Con il gruppo di lavoro con cui abbiamo discusso quest’estate siamo consci dei limiti dello strumento referendario (che può solo abrogare leggi), e degli orientamenti che negli anni la Corte Costituzionale ha introdotto. Il quesito di quest’estate si pone in dialogo con la Corte e le sue sentenze facendo tesoro delle pronunce sull’ammissibilità dei referendum del ’93 e del ’96.

Ma da allora sono passati 25 anni. L’ondata proibizionista di Reagan e Craxi è finita come il «mondo senza droghe è possibile in 10 anni» dell’intrepido Pino Arlacchi. Proclami morti e sepolti insieme alle centinaia di migliaia di vittime e desaparecidos vittime della guerra alla droga. Nel 2016 l’Onu ha messo nero su bianco la flessibilità delle convenzioni e la possibilità per gli Stati di innovare: Uruguay, Canada, Giamaica, Messico e 19 stati Usa, la culla del proibizionismo, hanno scelto la regolamentazione legale della cannabis. L’Italia resta ferma alla Jervolino Vassalli di oltre 30 anni fa.

Il quesito prevede l’eliminazione del reato di coltivazione di tutte le piante. Tutte, mantenendo il reato per la fabbricazione, produzione e detenzione, condotte più che sufficienti per colpire chi non si coltiva la pianta di cannabis per uso personale. Anche l’hashish non rientra nella «mera» coltivazione. Si rimuove l’ultimo alibi nella legge che induce – nonostante la sentenza a sezioni penali unite della Cassazione – procure e forze dell’ordine a perseguire chi coltiva per uso personale.

Si interviene inoltre con l’eliminazione del carcere per la cannabis eliminando le pene detentive per le condotte poste al di fuori del sistema «autorizzativo» già presente nel Testo Unico, per, tra le altre cose, aprire la strada a una più completa regolamentazione legale.

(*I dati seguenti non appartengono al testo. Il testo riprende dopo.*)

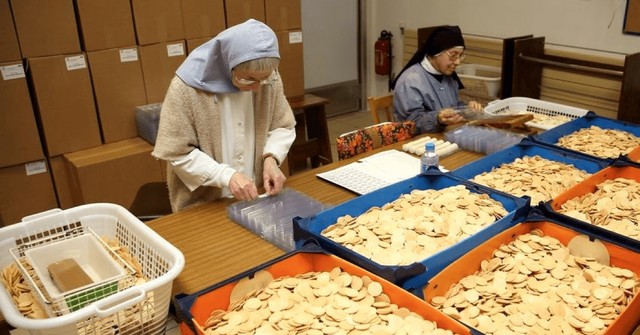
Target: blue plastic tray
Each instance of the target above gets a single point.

Infine, si chiede la cancellazione della sanzione amministrativa più applicata e afflittiva: il ritiro della patente. Questi tre ritagli rimuovono lo stigma verso chi usa una foglia oggi colpita con il ritiro della patente anche a piedi! O segnalate dopo una perquisizione in casa. Chiaramente rimane intatto l’art. 187 del codice della strada che colpisce la guida in stato alterato.

Quando abbiamo presentato il quesito in Cassazione il 7 settembre 500.000 firme in 20 giorni sembravano un’impresa quasi impossibile. Oggi sono una realtà. Il referendum è promosso dalle Associazioni Luca Coscioni, Meglio Legale, Forum Droghe, Società della Ragione e Antigone. Alla proposta partecipano rappresentanti di +Europa, Possibile e Radicali italiani, Sinistra Italiana, Rifondazione Comunista, Potere al Popolo e decine di gruppi.